OR WAIT null SECS
The Commission on Combating Synthetic Opioid Trafficking shared startling data as well as suggestions to combat what it calls a "national crisis."
The Commission on Combating Synthetic Opioid Trafficking released a report noting that drug overdoses have killed more than a million Americans since 1999, which is more than the number killed in battle during all US wars has fought in its history.1 The Commission was established under the National Defense Authorization Act for Fiscal Year 2020 and is composed of representatives of 7 executive branch departments and agencies, 4 sitting members of both the Senate and the House of Representatives, and 4 subject-matter experts from the private sector chosen for their deep experience and expertise.

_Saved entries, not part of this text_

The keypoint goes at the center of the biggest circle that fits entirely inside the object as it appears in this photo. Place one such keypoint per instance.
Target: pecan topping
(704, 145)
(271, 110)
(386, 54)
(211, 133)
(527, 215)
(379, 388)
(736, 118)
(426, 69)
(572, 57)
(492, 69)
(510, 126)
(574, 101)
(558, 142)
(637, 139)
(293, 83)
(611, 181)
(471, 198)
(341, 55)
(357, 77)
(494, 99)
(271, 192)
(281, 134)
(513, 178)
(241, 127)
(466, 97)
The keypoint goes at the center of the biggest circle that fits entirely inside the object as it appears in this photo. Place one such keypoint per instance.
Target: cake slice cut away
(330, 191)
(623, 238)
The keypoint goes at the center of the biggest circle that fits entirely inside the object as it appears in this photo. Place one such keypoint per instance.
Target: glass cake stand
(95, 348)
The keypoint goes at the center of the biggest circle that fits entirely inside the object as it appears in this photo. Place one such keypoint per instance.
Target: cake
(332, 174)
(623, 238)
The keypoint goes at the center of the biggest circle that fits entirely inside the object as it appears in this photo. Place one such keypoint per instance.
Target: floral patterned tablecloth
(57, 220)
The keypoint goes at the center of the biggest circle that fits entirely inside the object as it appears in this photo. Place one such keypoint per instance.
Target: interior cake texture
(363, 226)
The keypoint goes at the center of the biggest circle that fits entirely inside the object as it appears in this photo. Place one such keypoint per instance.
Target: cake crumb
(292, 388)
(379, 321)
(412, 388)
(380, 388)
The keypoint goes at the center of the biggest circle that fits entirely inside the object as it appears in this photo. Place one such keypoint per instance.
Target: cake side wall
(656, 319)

The Commission called deaths from drug overdoses a “national emergency,” noting that the situation has grown more dire recently. It estimated about 100,000 Americans died from overdose deaths during the 12 months ending in April 2021, and the majority of deaths involved fentanyl and other synthetic opioids. That is twice the number who died from traffic fatalities or gun-related violence during the same period.
Citing a 2018 White House Council of Economic Advisors report, the Commission put the cost of overdose fatalities at $696 billion. That number likely has risen to about $1 trillion annually since the original estimate, as the number of deaths then was about two-thirds the current total.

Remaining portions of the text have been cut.